あたしをここへ攫った張本人は、たしかにネロアンジェロだ。
でも、それでもだ。
この悪魔はバージルではないと自分に言い聞かせながらも、バージル本人ならと、何度思ったことだろう。
その思いが叶った!
胸がいっぱいになって息もつまる。
思いが込み上げてきて、涙があふれそう。
ううん、もう止まらない。涙があふれちゃう。
喜びで抱きつきたい!なんて思ってしまうのは仕方ないよね。戦闘中だししないけど。
でも。なら。この戦いは……。
やめさせなくちゃ。
今のバージルに、バージルとしての自我があるとは考えにくい。
ネロアンジェロになってから構築された優しさは垣間見えるけど、でもそれはダンテに対して発動するわけない。

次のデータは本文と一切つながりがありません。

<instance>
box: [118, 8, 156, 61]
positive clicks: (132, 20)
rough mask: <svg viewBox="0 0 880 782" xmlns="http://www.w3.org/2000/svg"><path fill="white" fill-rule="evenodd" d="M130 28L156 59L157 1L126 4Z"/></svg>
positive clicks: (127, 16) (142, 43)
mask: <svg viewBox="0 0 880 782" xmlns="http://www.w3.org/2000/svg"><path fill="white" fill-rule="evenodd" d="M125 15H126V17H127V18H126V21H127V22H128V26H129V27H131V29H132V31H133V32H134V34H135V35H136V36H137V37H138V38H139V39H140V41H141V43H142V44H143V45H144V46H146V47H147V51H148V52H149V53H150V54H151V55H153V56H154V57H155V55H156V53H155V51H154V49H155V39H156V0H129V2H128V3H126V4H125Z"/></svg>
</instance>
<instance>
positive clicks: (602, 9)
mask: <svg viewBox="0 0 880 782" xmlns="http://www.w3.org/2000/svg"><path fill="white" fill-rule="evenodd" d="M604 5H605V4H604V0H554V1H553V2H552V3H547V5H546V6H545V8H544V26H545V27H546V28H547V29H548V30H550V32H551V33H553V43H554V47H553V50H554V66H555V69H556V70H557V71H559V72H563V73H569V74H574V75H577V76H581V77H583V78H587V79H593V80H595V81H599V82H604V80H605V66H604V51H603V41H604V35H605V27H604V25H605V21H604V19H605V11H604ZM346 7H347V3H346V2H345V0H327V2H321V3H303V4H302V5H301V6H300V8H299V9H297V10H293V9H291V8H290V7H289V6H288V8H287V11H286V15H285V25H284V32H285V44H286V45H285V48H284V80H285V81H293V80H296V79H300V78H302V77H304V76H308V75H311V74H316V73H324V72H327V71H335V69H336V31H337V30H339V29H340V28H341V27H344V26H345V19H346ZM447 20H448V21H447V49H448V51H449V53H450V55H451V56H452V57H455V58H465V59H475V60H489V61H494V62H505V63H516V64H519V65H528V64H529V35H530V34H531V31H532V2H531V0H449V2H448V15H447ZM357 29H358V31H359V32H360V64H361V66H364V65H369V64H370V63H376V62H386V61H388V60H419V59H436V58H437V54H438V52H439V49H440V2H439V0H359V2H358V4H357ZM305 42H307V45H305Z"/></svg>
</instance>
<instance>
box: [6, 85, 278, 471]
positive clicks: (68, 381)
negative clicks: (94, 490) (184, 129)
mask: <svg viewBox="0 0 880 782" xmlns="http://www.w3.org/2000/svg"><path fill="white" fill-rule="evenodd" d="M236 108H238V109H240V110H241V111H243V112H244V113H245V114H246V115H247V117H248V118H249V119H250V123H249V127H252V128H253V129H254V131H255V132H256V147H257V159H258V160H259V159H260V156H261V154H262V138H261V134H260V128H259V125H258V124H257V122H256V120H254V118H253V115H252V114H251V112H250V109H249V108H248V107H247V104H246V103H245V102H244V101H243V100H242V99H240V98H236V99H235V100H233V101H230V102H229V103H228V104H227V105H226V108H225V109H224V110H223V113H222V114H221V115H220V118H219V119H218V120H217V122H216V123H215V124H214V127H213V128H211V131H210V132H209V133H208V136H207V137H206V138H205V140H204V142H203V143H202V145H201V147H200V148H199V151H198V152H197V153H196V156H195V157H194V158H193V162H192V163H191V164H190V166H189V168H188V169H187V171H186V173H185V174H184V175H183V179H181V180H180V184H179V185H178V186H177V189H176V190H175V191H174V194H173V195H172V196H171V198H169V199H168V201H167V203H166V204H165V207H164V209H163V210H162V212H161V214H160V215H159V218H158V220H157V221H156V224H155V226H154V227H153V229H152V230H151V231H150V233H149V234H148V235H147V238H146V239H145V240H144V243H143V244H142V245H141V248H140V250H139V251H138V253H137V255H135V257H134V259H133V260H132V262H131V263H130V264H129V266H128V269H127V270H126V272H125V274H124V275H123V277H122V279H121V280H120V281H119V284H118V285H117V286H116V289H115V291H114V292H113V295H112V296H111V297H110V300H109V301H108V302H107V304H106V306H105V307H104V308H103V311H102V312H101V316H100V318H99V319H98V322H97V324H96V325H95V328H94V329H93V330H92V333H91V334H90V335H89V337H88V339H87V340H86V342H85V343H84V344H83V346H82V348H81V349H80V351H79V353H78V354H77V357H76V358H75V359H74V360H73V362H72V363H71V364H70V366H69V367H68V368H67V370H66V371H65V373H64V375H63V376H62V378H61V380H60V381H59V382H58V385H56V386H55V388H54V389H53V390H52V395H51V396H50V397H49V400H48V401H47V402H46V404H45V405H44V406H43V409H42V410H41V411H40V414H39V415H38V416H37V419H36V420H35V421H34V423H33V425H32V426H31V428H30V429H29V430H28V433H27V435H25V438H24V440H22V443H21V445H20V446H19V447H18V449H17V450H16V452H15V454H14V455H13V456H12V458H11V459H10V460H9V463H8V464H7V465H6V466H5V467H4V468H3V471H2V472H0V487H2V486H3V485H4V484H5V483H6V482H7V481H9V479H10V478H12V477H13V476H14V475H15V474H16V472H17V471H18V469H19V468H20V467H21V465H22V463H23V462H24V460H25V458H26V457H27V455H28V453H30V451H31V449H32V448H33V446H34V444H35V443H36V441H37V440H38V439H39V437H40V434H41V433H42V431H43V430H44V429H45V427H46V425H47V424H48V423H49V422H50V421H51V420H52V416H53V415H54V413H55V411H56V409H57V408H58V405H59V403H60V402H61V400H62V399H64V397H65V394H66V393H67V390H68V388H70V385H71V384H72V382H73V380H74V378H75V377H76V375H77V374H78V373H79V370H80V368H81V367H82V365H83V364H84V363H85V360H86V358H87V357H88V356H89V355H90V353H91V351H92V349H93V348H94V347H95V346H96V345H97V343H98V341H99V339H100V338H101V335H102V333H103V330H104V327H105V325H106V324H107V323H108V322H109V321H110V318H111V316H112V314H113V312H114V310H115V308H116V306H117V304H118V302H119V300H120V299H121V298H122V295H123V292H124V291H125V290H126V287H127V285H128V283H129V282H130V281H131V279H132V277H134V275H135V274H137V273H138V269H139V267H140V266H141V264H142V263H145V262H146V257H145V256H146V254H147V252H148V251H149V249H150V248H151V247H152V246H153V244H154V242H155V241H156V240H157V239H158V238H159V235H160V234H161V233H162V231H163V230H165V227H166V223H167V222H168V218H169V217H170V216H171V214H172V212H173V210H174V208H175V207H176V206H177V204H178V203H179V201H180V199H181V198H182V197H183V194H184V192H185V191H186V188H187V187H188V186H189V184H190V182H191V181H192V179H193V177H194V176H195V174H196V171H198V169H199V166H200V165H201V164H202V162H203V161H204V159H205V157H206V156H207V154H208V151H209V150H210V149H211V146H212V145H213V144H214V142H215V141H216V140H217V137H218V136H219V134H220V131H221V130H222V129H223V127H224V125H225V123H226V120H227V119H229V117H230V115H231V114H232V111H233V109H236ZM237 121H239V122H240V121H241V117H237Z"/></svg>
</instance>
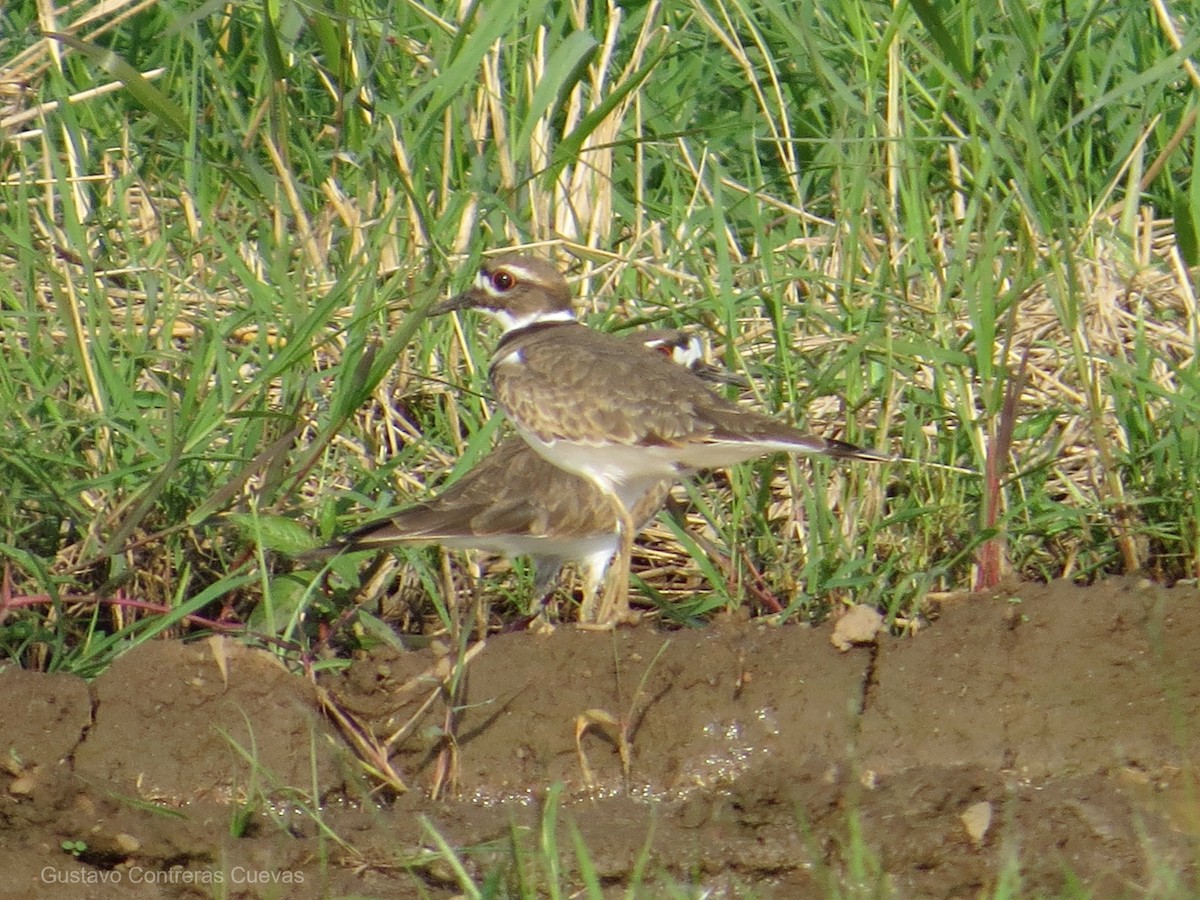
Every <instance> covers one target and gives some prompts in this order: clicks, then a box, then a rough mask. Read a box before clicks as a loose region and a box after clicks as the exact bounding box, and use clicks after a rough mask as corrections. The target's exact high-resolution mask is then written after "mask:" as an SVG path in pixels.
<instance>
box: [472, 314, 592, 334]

胸にあふれる喜びに涙ぽろぽろになっていると、驚愕の事実に困惑していたダンテが現実に意識を戻した。
自分を弾き飛ばし、そして床に縫い留めていた幻影剣をアラストルで破壊して立ち上がる。
「なるほど、同じ剣技に体術使えるわけだぜ。ガッツがあるのにも合点がいく」
双子である自分にもガッツがあるって言いたいんだろうな。ダンテは自画自賛が上手いもの。
まあ、実際ダンテが言うガッツっていうのは、ダンテにもあるとあたしは思ってるよ。
「おいバージル!頭だけじゃない。その重てぇ体の鎧も脱いじまえよ。オレより背が高くなる鎧なんて見下されてるみたいで腹立つ」
たしかにネロアンジェロはダンテより体が大きいし、背も高いもんね。
でもそれがバージルとわかった今、ダンテとしては許せないだろう。
元は同じ身長を持つ双子。この人はバージルに負けるのが大嫌いだもの。
バージル……ううん。まだこの人はネロアンジェロだ。
ネロアンジェロはダンテの言葉に小さく首を傾げ、ダンテに攻撃を再開した。
ダンテの頭上にずらりと並ぶ幻影剣。
そのどれもがダンテを串刺しにしようと狙い、動きに合わせて追尾し落ちてくる。
左に飛び右に飛びとかわす中で、さらに放たれる剣技の数々。
ダンテも負けじとネロアンジェロに向けてアラストルを振るいイフリートで蹴り付けているが、幻影剣が厄介すぎる。
ダンテにも銃はある。けれど、配置したら両手のあく幻影剣とは違い、銃は自分で発射する。
その僅かな差が問題なのだ。
かわしきった。そう思った瞬間ダンテの顔目掛けてネロアンジェロの大剣が振り下ろされた。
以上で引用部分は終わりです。